• 26Feb

    Mittags im Büro esse ich etwa 3 mal die Woche Salat. Beim Bäcker kostet eine große Schale knapp 4 Euro oder auch mal mehr, wenn man zu dem mit Schinken/Käse oder Pute greift. Daher habe ich beschlossen, meinen inneren Schweinehund zu überwinden und morgens öfter mal füher aufzustehen, um mir meinen Salat selbst zuzubereiten. Ich hoffe, dass ich dadurch nicht nur frischere Produkte esse, sondern auch noch günstiger dabei wegkomme.

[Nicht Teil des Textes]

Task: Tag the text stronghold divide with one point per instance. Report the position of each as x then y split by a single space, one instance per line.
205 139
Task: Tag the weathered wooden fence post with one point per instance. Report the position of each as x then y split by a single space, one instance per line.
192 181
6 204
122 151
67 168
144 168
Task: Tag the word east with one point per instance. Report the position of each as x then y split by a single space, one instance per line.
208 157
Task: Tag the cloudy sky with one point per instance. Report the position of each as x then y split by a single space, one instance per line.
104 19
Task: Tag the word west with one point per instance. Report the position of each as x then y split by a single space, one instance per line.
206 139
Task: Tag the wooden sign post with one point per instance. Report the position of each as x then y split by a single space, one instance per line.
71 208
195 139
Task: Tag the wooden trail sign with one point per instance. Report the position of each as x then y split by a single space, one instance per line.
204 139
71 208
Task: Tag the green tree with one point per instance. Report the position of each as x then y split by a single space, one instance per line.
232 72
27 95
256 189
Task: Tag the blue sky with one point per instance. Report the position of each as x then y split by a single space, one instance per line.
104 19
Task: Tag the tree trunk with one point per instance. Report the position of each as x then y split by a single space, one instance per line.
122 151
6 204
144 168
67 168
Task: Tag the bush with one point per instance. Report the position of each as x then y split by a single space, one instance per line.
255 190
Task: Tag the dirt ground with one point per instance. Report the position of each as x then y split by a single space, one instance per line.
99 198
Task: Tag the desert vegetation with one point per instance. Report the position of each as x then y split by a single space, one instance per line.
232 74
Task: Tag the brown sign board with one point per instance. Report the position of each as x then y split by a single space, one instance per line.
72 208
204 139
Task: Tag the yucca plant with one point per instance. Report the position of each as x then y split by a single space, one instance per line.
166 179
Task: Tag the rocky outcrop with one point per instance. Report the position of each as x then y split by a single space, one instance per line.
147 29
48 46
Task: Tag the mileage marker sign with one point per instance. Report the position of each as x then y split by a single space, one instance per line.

Abgesehen davon würde ich auch gleichzeitig was für die Umwelt tun, da ich mit meiner Salatbox statt der Einwegverpackung vom Bäcker ja weniger Müll produziere.

    Um nicht immer die klassische Tomaten-Gurken-Kombi zu machen, probiere ich ein paar Ideen aus, damit mein Salat nicht langweilig wird.

    Ich habe Pastinaken geschält und in dünne Scheiben geschnitten, diese dann in ein klein wenig Butter angebraten und mit nur einer Prise Salz + Pfeffer gewürzt. Ok, für die Farbe doch noch ein paar Cocktail-Tomaten dazu. Das dann auf Eisberg- und Feldsalat mit French-Dressing. Dazu gab es in der Box 3 kleine Stückchen Kuchen, Physalis und Tamarillo. Zum Salat gabs noch ein Laugenbrötchen.

    (Sorry, vom Bento am Arbeitsplatz gibts nur ein Handyfoto)

    Die Pastinaken haben sehr gut im Salat geschmeckt, leicht süßlich und schön knackig. Und man kann sie gut am Vorabend als Beilage zum Abendessen machen und einfach etwas abzweigen.